Insights: Quantifying the Association Between Discrete Event Time Series with Applications to Digital Forensics

INSIGHT

Quantifying the Association Between Discrete Event Time Series with Applications to Digital Forensics

Effects of Proficiency and Cross-examination

OVERVIEW

Digital devices provide a new opportunity to examiners because for every user event — like opening software, browsing online, or sending an email — an event time series is created, logging that data. Yet, using this type of user-generated event data can be difficult to correlate between
two devices for examiners. The research team set out to quantify the degree of association between two event time series both with and without population data.

Lead Researchers

Christopher Galbraith
Padhraic Smyth
Hal S. Stern

Journal

Journal of the Royal Statistical Society

Publication Date

January 2020

Publication Number

IN 102 DIG

The Goals

1

Investigate suitable measures to quantify the association between two event series on digital devices.

2

Determine the likelihood that the series were generated by the same source or by different sources –– ultimately to assess the degree of association between the two event series.

APPROACH AND METHODOLOGY

Researchers explored a variety of measures for quantifying the association between two discrete event time series. They used multiple score functions to determine the similarity between the series. These score functions were discriminative for same- and different-source pairs of event series.

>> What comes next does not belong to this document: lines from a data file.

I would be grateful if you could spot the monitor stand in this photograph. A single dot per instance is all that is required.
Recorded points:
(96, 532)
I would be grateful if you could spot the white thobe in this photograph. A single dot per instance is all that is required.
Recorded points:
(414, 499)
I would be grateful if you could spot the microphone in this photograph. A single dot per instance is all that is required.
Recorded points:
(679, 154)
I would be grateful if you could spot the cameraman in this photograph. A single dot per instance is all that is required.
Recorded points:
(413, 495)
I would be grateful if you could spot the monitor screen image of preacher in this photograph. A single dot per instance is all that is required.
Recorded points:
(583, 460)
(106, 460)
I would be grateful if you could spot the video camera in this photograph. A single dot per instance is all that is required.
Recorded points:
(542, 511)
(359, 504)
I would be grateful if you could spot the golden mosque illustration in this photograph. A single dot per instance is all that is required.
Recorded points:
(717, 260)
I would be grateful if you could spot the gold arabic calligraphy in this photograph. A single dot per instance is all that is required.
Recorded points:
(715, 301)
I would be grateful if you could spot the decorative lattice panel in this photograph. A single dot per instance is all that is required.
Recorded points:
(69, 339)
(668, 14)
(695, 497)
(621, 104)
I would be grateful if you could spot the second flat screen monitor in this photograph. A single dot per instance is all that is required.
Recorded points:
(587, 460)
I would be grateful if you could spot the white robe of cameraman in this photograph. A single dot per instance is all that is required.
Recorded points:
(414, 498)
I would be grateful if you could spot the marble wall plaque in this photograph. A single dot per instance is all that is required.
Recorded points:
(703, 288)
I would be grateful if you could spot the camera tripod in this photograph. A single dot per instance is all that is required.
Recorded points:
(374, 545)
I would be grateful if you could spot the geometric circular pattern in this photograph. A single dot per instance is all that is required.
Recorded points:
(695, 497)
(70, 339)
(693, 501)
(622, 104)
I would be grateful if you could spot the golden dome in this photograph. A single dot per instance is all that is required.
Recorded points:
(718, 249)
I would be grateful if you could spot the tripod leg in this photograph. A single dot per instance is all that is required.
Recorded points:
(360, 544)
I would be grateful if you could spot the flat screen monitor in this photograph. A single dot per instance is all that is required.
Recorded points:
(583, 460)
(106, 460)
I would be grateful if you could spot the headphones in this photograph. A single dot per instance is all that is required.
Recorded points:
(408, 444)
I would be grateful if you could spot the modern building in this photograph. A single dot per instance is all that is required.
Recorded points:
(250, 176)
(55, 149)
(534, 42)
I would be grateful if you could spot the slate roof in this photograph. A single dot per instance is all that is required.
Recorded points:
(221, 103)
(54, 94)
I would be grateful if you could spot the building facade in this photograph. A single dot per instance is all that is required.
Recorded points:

The following methods for assessing the strength of association for a given pair of event series proved most accurate:

1

Constructing score-based likelihood ratios (SLRs) that assess the relative likelihood of observing a given degree of association when the series came from the same or different sources. This uses a population-based approach.

2

Calculating coincidental match probabilities (CMPs) to simulate a different-source score distribution via what the research team refers to as sessionized resampling when working with a single pair of event series. When a sample from a relevant population is not available, this method still produces accurate results.

KEY TAKEAWAYS for Practitioners

1

The population-based approach of SLRs remains the preferred technique in terms of accuracy and interpretability.

2

The resampling technique using CMPs shows significant potential for quantifying the association between a pair of time event series, helping examiners determine the likelihood that two different time series were created by the same person, especially when no population sampling data is available.

3

With multiple-event series, combining these techniques could be valuable for pattern mining to determine which event series are associated with one another.

4

Developments in this area have the capacity to positively impact work in forensic and cybersecurity settings.

Next Steps

 

Both SLR and CMP techniques require more extensive study and testing before being used in practice by forensic examiners.

All techniques that are described are implemented in the open-source R package assocr.